Right now, various Canon cameras have very similar autofocus in this regard. The Canon EOS RP, Canon EOS R, Canon EOS R5, and Canon EOS R6 have a dedicated Face detection mode. The Canon EOS R6 and Canon EOS R5 can take it further with animal face and eye detection. The other two just have human detection. The Canon EOS R3 goes even further for sports and vehicle shooting. But the Canon EOS R3 eliminates the dedicated face mode and applies it to every single focusing mode.
We asked Canon to provide a bit more clarity on the Canon EOS R3’s new focusing modes. According to Canon’s Drew MacCallum, here’s an explanation of the new modes and what they are.
“Spot Single-point AF, Single-Point AF, Expand AF Area, Expand AF Area Surround, Flexible Zone (1-3), Entire Area AF. The changes are in how Flexible Zone can be customized in size and shape (three different can be set) and that the Entire Area AF used to be called Face + Tracking. Since ALL AF methods are now capable of tracking (Face, eye, head, body, object), the option of having a “start AF point from selected” is not necessary. Essentially, all modes are that previous menu in the R5/R6.”
It would surely be nice for the Canon EOS R5 and the Canon EOS R6 to get this autofocus mode update. Often, I’ve shot photojournalistically with the Canon EOS R5 and had the camera in Eye and Face detection mode. But sometimes, I wanted to focus on something else instead. For example, if I’m photographing in my local community garden, I’m typically documenting the volunteers and employees working. But sometimes I want to go from focusing on their faces and bodies to detail shots of the plants they’re tending to. In Face and eye detection, the Canon EOS R5 doesn’t always get the spot I want in focus. So I need to do the antiquated thing of hammering the focus button for it to select a new spot. It gets annoying quickly. And it can also mean that sometimes I’ll miss the shot.
With the new system in the EOS R3, I can have a lot more versatility if I wanted. However, I seriously think that versatility should come down to the Canon EOS R5 and the Canon EOS R6. Those cameras are more suited to most professional photographers and passionate photographers. They’re smaller, first and foremost. And they also incorporate tons of technology in them while not being overly pricey for most folks.
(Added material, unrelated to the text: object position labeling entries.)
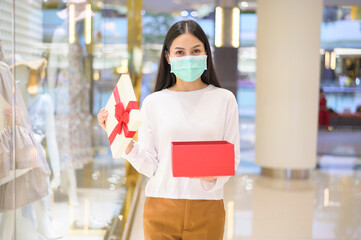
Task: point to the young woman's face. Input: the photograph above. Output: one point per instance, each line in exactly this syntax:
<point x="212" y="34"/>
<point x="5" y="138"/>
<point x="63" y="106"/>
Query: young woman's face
<point x="186" y="45"/>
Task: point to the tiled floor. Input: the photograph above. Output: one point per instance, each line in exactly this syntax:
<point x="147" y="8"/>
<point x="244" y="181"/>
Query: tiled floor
<point x="326" y="206"/>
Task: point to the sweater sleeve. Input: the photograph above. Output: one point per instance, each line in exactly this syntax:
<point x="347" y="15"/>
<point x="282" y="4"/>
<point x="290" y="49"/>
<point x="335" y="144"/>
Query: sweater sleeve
<point x="231" y="134"/>
<point x="143" y="156"/>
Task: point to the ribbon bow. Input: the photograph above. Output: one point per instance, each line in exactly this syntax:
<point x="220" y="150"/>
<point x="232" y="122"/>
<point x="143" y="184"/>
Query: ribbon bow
<point x="122" y="116"/>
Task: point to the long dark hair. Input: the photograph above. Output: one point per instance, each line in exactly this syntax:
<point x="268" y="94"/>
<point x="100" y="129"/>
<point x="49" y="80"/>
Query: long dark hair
<point x="165" y="78"/>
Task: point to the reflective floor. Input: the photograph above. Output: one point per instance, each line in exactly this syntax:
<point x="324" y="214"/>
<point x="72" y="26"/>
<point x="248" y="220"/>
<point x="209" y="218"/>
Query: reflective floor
<point x="327" y="206"/>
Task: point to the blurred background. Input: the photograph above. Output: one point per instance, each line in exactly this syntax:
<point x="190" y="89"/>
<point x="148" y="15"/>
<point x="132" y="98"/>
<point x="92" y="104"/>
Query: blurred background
<point x="65" y="57"/>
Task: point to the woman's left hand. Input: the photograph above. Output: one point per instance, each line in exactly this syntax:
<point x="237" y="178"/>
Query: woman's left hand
<point x="208" y="179"/>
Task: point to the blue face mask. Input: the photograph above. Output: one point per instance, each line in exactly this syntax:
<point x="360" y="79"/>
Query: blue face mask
<point x="188" y="68"/>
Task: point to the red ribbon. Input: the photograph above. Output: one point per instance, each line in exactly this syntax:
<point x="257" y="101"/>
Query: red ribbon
<point x="122" y="116"/>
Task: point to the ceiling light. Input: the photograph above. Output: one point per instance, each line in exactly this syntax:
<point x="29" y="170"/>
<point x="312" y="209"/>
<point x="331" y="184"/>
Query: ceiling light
<point x="184" y="13"/>
<point x="194" y="13"/>
<point x="244" y="4"/>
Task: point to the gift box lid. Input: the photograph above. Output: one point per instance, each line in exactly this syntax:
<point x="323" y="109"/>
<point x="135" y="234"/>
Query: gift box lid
<point x="203" y="159"/>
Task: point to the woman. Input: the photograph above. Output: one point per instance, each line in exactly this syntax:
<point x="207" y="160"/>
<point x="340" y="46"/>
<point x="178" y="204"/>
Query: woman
<point x="187" y="105"/>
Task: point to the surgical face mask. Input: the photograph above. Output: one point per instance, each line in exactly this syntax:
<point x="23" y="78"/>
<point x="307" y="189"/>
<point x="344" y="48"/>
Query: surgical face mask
<point x="188" y="68"/>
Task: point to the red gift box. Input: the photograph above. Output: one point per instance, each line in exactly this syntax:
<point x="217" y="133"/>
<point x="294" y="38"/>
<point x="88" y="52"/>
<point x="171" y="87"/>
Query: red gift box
<point x="202" y="159"/>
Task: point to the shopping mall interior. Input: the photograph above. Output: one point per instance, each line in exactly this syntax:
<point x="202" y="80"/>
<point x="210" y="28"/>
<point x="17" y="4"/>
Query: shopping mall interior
<point x="293" y="66"/>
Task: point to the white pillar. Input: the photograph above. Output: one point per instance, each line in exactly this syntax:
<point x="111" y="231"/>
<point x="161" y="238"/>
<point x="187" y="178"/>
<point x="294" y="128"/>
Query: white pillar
<point x="287" y="87"/>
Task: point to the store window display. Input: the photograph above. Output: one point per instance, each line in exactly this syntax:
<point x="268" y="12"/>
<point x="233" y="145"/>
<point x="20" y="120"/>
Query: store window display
<point x="30" y="169"/>
<point x="69" y="90"/>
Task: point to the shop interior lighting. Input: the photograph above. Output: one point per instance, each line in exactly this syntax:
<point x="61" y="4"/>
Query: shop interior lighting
<point x="326" y="197"/>
<point x="71" y="23"/>
<point x="235" y="26"/>
<point x="218" y="39"/>
<point x="194" y="14"/>
<point x="333" y="60"/>
<point x="327" y="60"/>
<point x="244" y="4"/>
<point x="184" y="13"/>
<point x="88" y="22"/>
<point x="96" y="75"/>
<point x="347" y="51"/>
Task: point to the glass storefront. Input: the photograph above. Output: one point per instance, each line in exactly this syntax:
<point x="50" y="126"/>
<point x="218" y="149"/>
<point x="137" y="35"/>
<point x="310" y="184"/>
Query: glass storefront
<point x="59" y="64"/>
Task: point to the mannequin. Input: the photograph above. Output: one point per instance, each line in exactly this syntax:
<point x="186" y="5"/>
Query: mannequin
<point x="70" y="92"/>
<point x="41" y="114"/>
<point x="40" y="110"/>
<point x="30" y="170"/>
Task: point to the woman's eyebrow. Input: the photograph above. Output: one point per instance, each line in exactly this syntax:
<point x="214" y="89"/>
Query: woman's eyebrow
<point x="198" y="45"/>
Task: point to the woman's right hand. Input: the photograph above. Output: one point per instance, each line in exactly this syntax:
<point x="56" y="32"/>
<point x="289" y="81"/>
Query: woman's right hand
<point x="102" y="117"/>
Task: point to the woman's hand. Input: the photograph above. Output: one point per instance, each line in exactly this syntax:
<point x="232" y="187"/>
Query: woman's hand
<point x="208" y="179"/>
<point x="102" y="117"/>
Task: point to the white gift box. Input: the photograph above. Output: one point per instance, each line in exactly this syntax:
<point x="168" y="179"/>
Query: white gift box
<point x="125" y="93"/>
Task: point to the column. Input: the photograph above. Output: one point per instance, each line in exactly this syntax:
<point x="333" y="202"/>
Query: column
<point x="287" y="86"/>
<point x="227" y="26"/>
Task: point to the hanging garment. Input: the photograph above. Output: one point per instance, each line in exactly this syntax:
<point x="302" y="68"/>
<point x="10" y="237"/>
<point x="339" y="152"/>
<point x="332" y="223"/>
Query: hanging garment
<point x="30" y="167"/>
<point x="70" y="92"/>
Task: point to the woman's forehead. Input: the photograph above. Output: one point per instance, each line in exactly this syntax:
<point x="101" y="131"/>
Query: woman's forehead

By and large, I’m not really expecting it to come to the Canon EOS R original. But that would also be incredible if it did. The animal autofocus detection I think might be a bit too difficult, but I can’t see why the Canon EOS R couldn’t apply face detection to all modes. When I was testing a beta firmware of 1.4, it seemed like it was possible. I own the Canon EOS R, and even still, I think that it’s got to be possible. Whether or not Canon will do it is another question. But it’d be a fantastic way to sell more cameras.